相撲で頭からぶつかっていくのは、相手に脳震盪を起こさせることを目的としたものではないだろう。
低い姿勢の相手を起こすのではない、肘打ちのようなかちあげは多少控えられるようになったのかもしれないが、脳震盪を起こさせることを意図した打撃技は、相撲の伝統にふさわしくないと考える。
脇が空くから対処できるという見解は、打撃による脳震盪を看過している。
まわしを取らせないようにして相手に力を出させないというのは相撲の内に入るだろうが、脳震盪を起こさせて力を出させないようにするのは、相撲ではない。

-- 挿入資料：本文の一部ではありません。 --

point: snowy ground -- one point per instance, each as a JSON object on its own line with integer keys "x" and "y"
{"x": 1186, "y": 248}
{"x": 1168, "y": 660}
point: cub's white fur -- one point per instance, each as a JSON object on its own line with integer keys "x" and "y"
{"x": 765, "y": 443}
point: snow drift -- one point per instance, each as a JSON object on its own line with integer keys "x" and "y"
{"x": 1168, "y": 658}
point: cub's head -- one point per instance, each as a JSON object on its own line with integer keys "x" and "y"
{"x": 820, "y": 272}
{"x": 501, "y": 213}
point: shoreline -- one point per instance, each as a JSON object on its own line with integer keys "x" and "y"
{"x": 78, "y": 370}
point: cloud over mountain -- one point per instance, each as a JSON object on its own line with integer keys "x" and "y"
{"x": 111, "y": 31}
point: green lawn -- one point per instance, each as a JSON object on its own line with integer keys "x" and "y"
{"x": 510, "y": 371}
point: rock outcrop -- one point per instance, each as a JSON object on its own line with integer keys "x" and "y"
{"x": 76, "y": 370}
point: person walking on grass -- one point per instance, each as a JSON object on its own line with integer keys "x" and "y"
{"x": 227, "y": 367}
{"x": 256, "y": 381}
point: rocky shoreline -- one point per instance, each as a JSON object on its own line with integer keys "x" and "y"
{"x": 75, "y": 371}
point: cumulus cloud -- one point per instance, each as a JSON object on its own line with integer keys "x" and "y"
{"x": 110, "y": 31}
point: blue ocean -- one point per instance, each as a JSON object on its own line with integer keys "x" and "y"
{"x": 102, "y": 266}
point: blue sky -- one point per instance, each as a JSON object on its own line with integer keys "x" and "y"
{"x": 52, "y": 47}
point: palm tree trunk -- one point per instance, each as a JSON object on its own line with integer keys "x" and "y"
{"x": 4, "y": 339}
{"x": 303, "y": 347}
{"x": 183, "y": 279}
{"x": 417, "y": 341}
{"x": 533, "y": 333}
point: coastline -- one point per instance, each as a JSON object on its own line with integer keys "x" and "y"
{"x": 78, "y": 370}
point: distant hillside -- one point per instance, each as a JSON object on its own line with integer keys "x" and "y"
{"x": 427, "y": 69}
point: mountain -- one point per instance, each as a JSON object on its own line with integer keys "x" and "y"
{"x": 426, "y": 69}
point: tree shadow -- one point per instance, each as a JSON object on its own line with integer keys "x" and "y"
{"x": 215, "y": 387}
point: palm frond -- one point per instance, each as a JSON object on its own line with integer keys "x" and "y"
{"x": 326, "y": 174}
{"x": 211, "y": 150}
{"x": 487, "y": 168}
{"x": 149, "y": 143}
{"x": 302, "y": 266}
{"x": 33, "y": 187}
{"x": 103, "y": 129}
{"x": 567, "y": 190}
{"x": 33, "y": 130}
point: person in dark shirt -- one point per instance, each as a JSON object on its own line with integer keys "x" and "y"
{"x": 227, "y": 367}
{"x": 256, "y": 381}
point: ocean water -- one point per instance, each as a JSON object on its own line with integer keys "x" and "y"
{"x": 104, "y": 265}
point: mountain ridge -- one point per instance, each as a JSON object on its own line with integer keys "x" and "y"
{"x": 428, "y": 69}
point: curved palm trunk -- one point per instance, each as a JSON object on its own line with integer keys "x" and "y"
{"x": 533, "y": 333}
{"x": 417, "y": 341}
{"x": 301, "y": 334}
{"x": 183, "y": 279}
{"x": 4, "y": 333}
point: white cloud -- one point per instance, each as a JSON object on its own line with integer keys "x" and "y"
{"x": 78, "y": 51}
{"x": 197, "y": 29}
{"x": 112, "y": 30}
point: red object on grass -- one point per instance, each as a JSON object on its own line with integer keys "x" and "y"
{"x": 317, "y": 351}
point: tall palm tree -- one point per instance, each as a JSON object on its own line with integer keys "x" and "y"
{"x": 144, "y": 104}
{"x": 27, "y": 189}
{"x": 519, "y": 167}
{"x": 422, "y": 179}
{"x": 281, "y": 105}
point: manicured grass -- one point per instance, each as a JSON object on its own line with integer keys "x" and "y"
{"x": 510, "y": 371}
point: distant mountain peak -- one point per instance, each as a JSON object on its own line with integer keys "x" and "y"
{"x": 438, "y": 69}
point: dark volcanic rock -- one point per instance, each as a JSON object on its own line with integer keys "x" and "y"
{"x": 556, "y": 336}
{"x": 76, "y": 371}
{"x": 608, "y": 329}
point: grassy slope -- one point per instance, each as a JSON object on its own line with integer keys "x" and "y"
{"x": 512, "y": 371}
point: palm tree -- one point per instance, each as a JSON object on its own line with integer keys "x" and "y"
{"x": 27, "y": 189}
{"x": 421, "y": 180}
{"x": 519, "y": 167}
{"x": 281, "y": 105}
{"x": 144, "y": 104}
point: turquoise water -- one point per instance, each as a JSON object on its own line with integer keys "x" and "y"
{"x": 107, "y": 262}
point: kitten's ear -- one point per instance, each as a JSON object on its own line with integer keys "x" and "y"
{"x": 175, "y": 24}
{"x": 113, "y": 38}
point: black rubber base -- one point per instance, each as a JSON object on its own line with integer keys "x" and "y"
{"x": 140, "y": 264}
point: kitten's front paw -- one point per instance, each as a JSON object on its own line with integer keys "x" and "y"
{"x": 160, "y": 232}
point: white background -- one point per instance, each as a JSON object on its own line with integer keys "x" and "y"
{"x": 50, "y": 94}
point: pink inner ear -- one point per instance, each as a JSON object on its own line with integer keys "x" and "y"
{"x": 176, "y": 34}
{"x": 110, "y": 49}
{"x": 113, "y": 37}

地位の差によって暗黙の制限が掛かる技があるとすれば、フェアでもない。
勝ち星や優勝回数を積み増しても、割り引いて考えなければフェアでなくなり、相撲の強さも比べることができない。
大相撲は、日本の伝統的な相撲とは少し違う催しなのかもしれない。
横綱の品格が問題となった頃から、あまり観たいとは思わなくなってしまったが、大相撲の人気が高ければ、関係者やファンは良いのだろう。
張り手や突っ張りを、嘗底のような打撃技として (のような効果を狙って) 使うと、相撲ではなくなるので、反則と捉える必要がある。
規則の確認や見直しが必要である。
関係者が首をかしげながら適切に対処できていないのは、感覚的にはおかしいと分かっていても、上記のような相撲についての理解が、必ずしも明瞭にはなされていないからだろう。
嘗底や前腕による打撃だけを使って打ち合いをすれば相撲ではなくなるのであれば、一回なら良いというのはおかしい。
張り手の使われ方がおかしいのなら、張り手自体を禁止する必要が出てくる。
道を究めようとしても、正しさを十分に意識しないと道から外れてしまう。
相撲を相撲でなくしてしまうのでは、恩を仇で返していることになる。